Stick to howls and pup whines. Have patience they might not come in like a bat out of hell. They might sneak in real sly to get a look at this other coyote in there territory to size him up


----------



## SDHandgunner (Jun 22, 2004)

Thanks Brad. I really hate to hunt this time of year with the pups and all, but I guess under the circumstances I am going to give it a try.

I haven't been out there to look things over yet, it has been horriblly windy here all weekend, but hope to get to it before next weekend.

Thanks again

Larry


----------



## Brad.T (Mar 29, 2004)

Sometimes it needs to be done.


----------



## bl00dtrail (Jan 21, 2005)

I would start with "male coyote challenge", then to a pup distress or canine distress.......

make em' think that there is a new guy roughing up the local youngsters. That should make them come in HARD and quick.

let me also say "good luck" because your farmer friend probably did more harm than good by harrassing them and shooting (and missing :roll: )

hope you have some success...........

p.s. I have been having some problems with my Rio 900....... for some reason I can't get some sounds to transfer to it. any ideas why?


----------



## SDHandgunner (Jun 22, 2004)

I guess the first thing I would check would be to make sure the files / sounds are formatted right for the RIO. I am not very knowledgable about that stuff, and when I have trouble I hollow for my computer guru buddy to help me out. You may want to go over to predatormasters and post the question on their electronic calls section. There is a bunch of really knowledgable guys over there.

Larry


----------



## Gohon (Feb 14, 2005)

SDHandgunner I was looking at your picture of the mp3 player and speaker. Is that all you use when calling. I have a Johnny Stewart cassette player set up but of course after a few hours it feels like it weighs 500 pounds. Do you get very much volume from the mp3 player and how does it compare to larger setups. Does it come with any software for transferring sounds to the memory chip? Thanks.................


----------



## SDHandgunner (Jun 22, 2004)

For the most part that is it. I carry it in a MTM Sportsmans Dry Box with 50ft. of extra speaker wire, a few mouth calls.

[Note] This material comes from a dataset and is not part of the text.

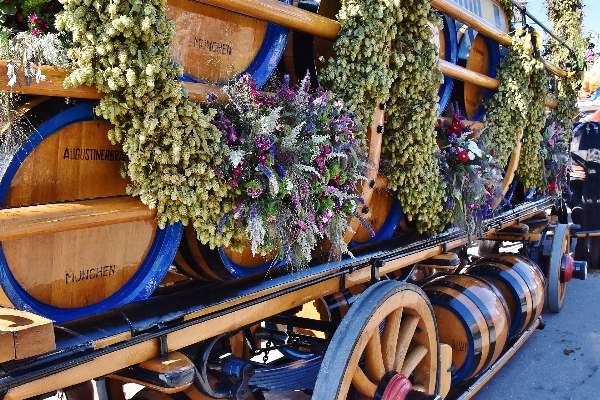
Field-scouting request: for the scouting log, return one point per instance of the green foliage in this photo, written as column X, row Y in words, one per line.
column 410, row 139
column 360, row 73
column 567, row 19
column 519, row 105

When I get to my set up I get everything ready and then sit on the MTM Sportsmans Dry Box (ever since my hip replacement surgery I need to sit on something or else my leg gets all cramped up).

I know another fellow that has a similar setup. He transports his in a totally different way. He attached a sling to his speaker and carries the speaker via the sling, and then puts the amp and MP3 Player in one of the thigh pockets on his BDU's.

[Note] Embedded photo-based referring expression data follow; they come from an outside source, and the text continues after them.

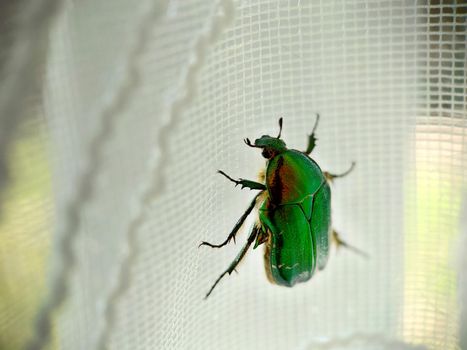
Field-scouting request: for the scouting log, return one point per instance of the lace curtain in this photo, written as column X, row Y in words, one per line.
column 115, row 116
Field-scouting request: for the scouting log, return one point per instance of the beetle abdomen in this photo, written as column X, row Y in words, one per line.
column 290, row 255
column 291, row 176
column 320, row 223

The volume can be cranked up louder than need be (due to the Amp inside of the black project box). The volume control on the amp has been disabled, and set at a setting that produces the most volume without distorting the sound or adding unwanted background noise. With the volume control on the amp disabled I only use the volume control on the MP3 Player. The volume control on the MP3 Player is a simple + or - push buttons, with a scale going from 0 to 20. Generally I use it at about half volume, unless it is windy.

The MP3 Player came with a Software CD and patch cord to connect to the USB port on a Computer. Transfering sounds is simple (or at least I have not ran into trouble yet). The one thing I did learn was if I want to add a sound or two, I make an entirely new playlist that I want, delete the sounds / tracks from the MP3 Player and load everything all over again. I tried adding a sound once to the existing playlist on the MP3 Player, and must have done something wrong as it didn't work. Now I just redo the play list when I want to add something new.

I have built a new Electronic E-Caller every year for about the past 7 years or so. The first ones used Cassette Players, then CD Players and finally the MP3 Players. Every time I build a new one I (with help from some of the dedicated callers on the net) get it a little more refined and compact. I think the one I am currently using is about as compact as it gets (could have maybe tried to find a little smaller project box).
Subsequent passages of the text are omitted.